IMF completes second review of Argentina's $20bn EFF, releasing about $1bn despite missed reserves target
On May 21, 2026 the IMF Executive Board completed the second review of Argentina's roughly $20 billion Extended Fund Facility and concluded the 2026 Article IV consultation, enabling an immediate disbursement of about $1.
VERDICT — CONFIRMED

On May 21, 2026 the IMF Executive Board completed the second review of Argentina's roughly $20 billion Extended Fund Facility and concluded the 2026 Article IV consultation, enabling an immediate disbursement of about $1 billion (SDR 0.8 billion) and bringing total disbursements under the arrangement to about $15.8 billion.
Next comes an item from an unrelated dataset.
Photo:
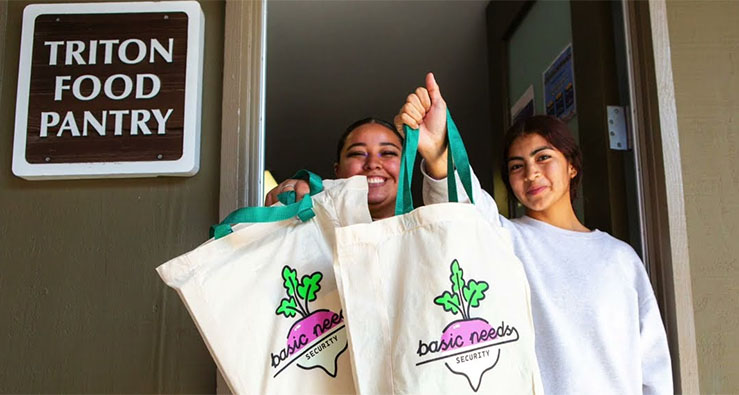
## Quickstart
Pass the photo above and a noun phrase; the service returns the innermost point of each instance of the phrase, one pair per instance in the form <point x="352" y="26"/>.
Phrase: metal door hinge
<point x="618" y="135"/>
Per the IMF release and corroborating coverage from the Buenos Aires Herald and Rio Times, the approval delivered political validation for President Javier Milei's reform agenda, which markets had second-guessed in April and early May. The Fund projected 2026 GDP growth of 3.5% and lifted its inflation projection to 30.4%.
Argentina again fell short of its net international reserves accumulation target set for end-2025—for the second consecutive review—but the Board accepted corrective measures and approved the review anyway. IMF Managing Director Kristalina Georgieva credited authorities with 'strong progress in stabilizing and creating a more market-based economy.' As a precondition for the program's earlier approval, the government had committed to let the peso float within a band of 1,000-1,400 per U.S. dollar and to dismantle current- and capital-account exchange restrictions; the Rio Times account focused on the disbursement and reserves shortfall, while the Buenos Aires Herald emphasized the board's endorsement. The Atlantic Council situated the move within the broader $20 billion rescue announced in April 2025.
The disbursement is incremental program financing, not new money, and the persistent reserves shortfall remains the program's central vulnerability heading into subsequent reviews.